Thank you for giving me a laugh on this dreary Monday morning! All the cats we’ve ever had have been obsessed with bringing live mice, birds and bats into the house (thankfully no rats yet, though) – and while the birds can usually be chivvied out of a window and the bats caught reasonably easily, the mice inevitably get behind the furniture, under bookcases, even inside the piano. (A bit of loud Beethoven usually flushes them out!) And the cats, of course, sit back with a languid yawn while we try to catch the poor things. Why do cats do this? Are they bringing us presents? Or trying to hint that we might do a bit of hunting too?
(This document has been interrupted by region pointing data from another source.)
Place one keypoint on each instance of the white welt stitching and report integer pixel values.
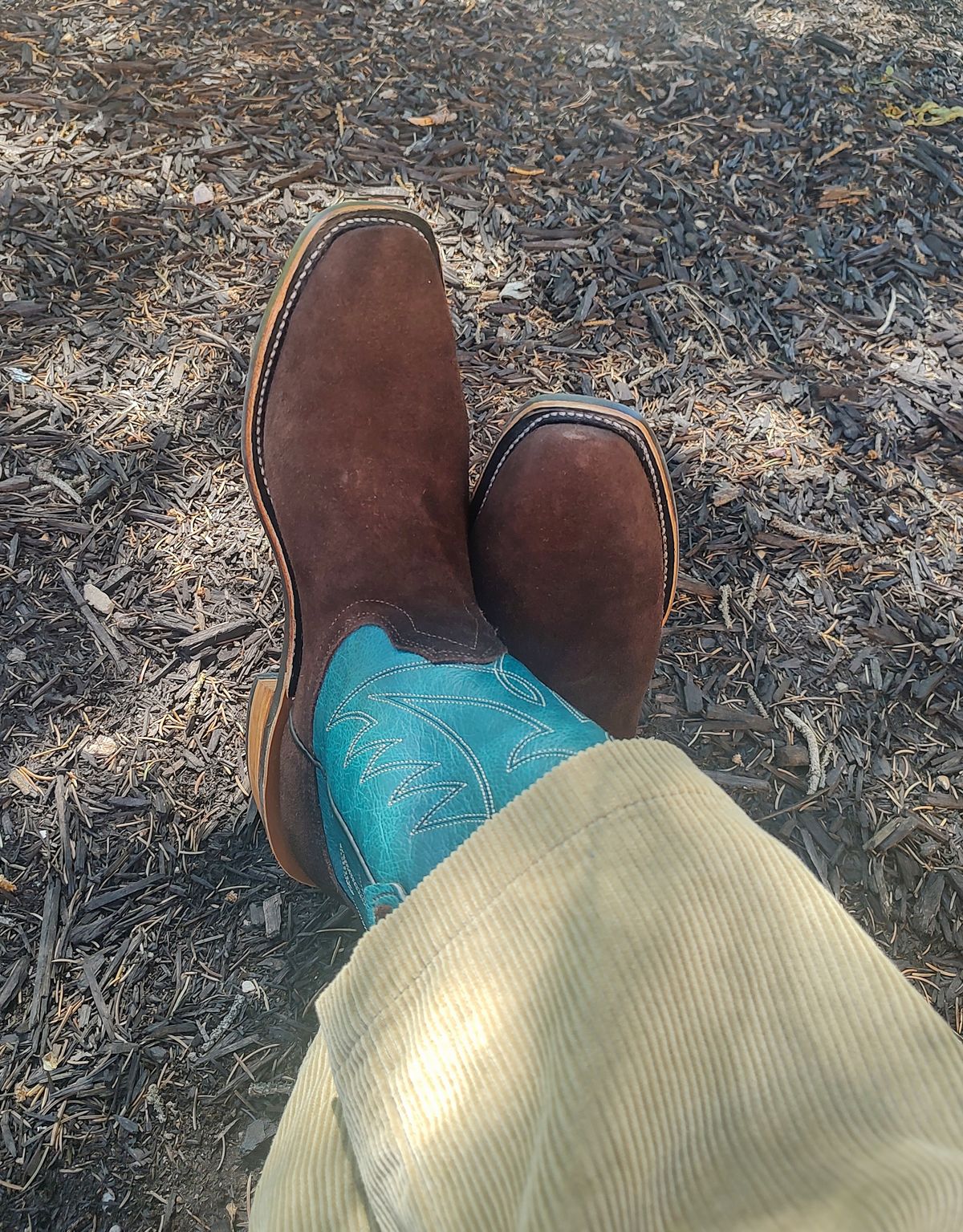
(290, 299)
(613, 426)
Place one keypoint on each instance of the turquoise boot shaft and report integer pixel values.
(412, 757)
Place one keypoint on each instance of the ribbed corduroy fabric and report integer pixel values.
(620, 1006)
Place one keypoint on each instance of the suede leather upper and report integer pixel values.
(569, 566)
(364, 442)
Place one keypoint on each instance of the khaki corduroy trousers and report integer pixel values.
(621, 1006)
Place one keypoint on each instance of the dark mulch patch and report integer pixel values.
(728, 219)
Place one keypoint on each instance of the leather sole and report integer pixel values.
(615, 418)
(270, 701)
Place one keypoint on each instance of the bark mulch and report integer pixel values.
(746, 219)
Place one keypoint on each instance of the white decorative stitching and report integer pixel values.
(291, 297)
(613, 426)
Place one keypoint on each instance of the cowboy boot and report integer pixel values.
(396, 723)
(574, 547)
My sympathies. The last time my cat did this – and it was a big rat – I was up all night with it. At first light I borrowed next door’s terrier. She caught and dispatched it in seconds.
Ahab eh? funny enough we’re having an explosion of mice at the moment – not so much Moby Dick, more like piranha! Cheers for the book recommendation, I’ll try and source a copy.
John
Hi Jane – it sounds like I was lucky – we’ve never had a bat in the house and mice in the piano sounds like nightmare! And yes, the cat seemed to think that she’d done her job and the rest was up to me. We had a previous cat that used to leave dead mice on my wife’s pillow as a little present, so it could have been worse.